Le CHUV est toujours un paradis pour l’eau Eden.
PAR CHRISTIAN CAMPICHE
L’an dernier, des patients avaient demandé à la direction de l’établissement hospitalier vaudois de revoir sa politique en matière d’approvisionnement en eau potable. Ils s’indignaient de constater que les bonbonnes installées dans les couloirs du CHUV portaient l’étiquette du groupe israélien Eden Springs qui exploite les sources d’eau du Golan.
Directeur administratif et financier du CHUV, Oliver Peters recevait alors un mandat bien précis: faut-il remplacer les bonbonnes Eden par l’eau du robinet? M. Peters promettait une décision avant la fin de l’année («La Liberté» du 11 septembre 2008). Aujourd’hui, il est beaucoup plus vague: «Le projet avance mais aucune décision n’a été prise.» Le CHUV, dont le contrat avec Eden Springs porte sur un montant annuel de 120 000 francs, envisage aussi de revoir la distribution de bouteilles d’eau minérale Henniez.
La cible des pacifistes
Leader suisse dans la distribution d’eau en bonbonnes de cinq gallons (19 litres), Eden Springs a son siège européen à Préverenges, dans le canton de Vaud. Il exploite à Dorénaz, en Valais, une source et une usine d’embouteillage. Ce qui n’empêche pas des mouvements tels que l’organisation pacifiste israélienne Gush Shalom d’associer le groupe à la pénurie d’eau dont souffre la Palestine. De l’aveu même de la Chambre de commerce France-Israël, la moitié des eaux qui alimentent le lac de Tibériade trouvent leurs sources sur les hauteurs du Golan et au Liban.

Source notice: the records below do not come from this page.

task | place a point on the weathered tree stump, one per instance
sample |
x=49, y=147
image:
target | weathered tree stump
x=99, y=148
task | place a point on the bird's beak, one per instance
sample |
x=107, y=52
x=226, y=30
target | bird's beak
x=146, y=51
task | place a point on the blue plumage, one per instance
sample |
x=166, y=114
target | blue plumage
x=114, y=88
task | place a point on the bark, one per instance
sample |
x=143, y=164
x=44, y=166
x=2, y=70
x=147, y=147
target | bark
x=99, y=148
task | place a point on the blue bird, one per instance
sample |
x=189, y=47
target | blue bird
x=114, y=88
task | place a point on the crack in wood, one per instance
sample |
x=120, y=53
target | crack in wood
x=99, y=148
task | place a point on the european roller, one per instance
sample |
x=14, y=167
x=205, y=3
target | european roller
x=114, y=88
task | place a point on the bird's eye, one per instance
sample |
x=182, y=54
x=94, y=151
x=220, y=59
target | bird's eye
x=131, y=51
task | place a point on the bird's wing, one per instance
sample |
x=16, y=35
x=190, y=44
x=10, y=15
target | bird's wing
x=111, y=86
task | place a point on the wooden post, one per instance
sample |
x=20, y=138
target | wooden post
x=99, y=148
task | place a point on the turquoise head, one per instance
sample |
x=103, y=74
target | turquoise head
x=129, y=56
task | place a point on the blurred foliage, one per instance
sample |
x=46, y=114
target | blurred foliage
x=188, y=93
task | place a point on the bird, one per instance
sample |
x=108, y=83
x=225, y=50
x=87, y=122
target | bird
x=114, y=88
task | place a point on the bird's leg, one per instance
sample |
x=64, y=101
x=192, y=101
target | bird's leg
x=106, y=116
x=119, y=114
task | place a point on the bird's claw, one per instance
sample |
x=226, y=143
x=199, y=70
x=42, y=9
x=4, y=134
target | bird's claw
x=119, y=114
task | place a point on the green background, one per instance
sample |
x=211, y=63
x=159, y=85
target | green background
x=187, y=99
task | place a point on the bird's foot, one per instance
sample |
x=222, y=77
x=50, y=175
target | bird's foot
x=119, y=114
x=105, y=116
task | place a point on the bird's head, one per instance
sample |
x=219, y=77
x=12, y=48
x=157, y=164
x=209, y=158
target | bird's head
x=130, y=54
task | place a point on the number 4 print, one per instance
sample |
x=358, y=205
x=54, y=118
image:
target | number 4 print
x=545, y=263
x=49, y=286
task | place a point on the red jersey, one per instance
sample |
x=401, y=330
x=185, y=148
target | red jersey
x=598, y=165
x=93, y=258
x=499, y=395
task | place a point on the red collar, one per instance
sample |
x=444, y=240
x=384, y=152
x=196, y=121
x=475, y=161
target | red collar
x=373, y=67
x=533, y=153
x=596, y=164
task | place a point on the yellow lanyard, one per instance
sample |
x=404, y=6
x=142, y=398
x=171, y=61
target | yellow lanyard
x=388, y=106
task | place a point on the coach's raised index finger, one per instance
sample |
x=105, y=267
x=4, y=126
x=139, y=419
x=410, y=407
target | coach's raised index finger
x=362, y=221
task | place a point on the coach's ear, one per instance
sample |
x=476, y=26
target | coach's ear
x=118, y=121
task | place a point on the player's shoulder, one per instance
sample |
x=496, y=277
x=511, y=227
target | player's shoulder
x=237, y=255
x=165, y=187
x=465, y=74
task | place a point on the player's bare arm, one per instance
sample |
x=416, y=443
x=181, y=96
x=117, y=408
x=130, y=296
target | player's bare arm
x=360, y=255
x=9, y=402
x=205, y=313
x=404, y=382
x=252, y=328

Les événements de Gaza ont relancé la polémique. A Glasgow, en Ecosse, les étudiants de l’Université de Strathclyde, réputée pour sa formation d’ingénieurs ainsi que pour son école de commerce, ont demandé au rectorat de couper les ponts avec Eden Springs. Dans un communiqué diffusé le 6 février 2009, la direction de l’institution a exprimé sa solidarité: «Le développement durable est notre priorité. Nous devons éviter d’acheter de l’eau embouteillée à une large échelle. L’Université ne s’approvisionnera plus en eau chez Eden Springs.»
Ironie de l’histoire, le 11 mars dernier, la Wizo, l’organisation sioniste internationale féminine, plaçait Eden Spings en tête des entreprises à boycotter. Elle s’en prenait à une publicité de la compagnie dans laquelle la top-modèle israélienne Bar Refaeli fait la promotion de la marque sous le slogan «le comptoir que vous avez toujours souhaité à la maison». Le CHUV n’en est pas là. Ses responsables ne veulent pas prononcer le mot de boycott. L’eau du robinet est utilisée notamment par l’Hôpital cantonal de Fribourg et celui de Genève. En plus, elle est quasiment gratuite et d’excellente qualité – meilleure que l’eau en bonbonnes, disent certains – à Lausanne. Las, elle attendra le bon vouloir des experts de la maison.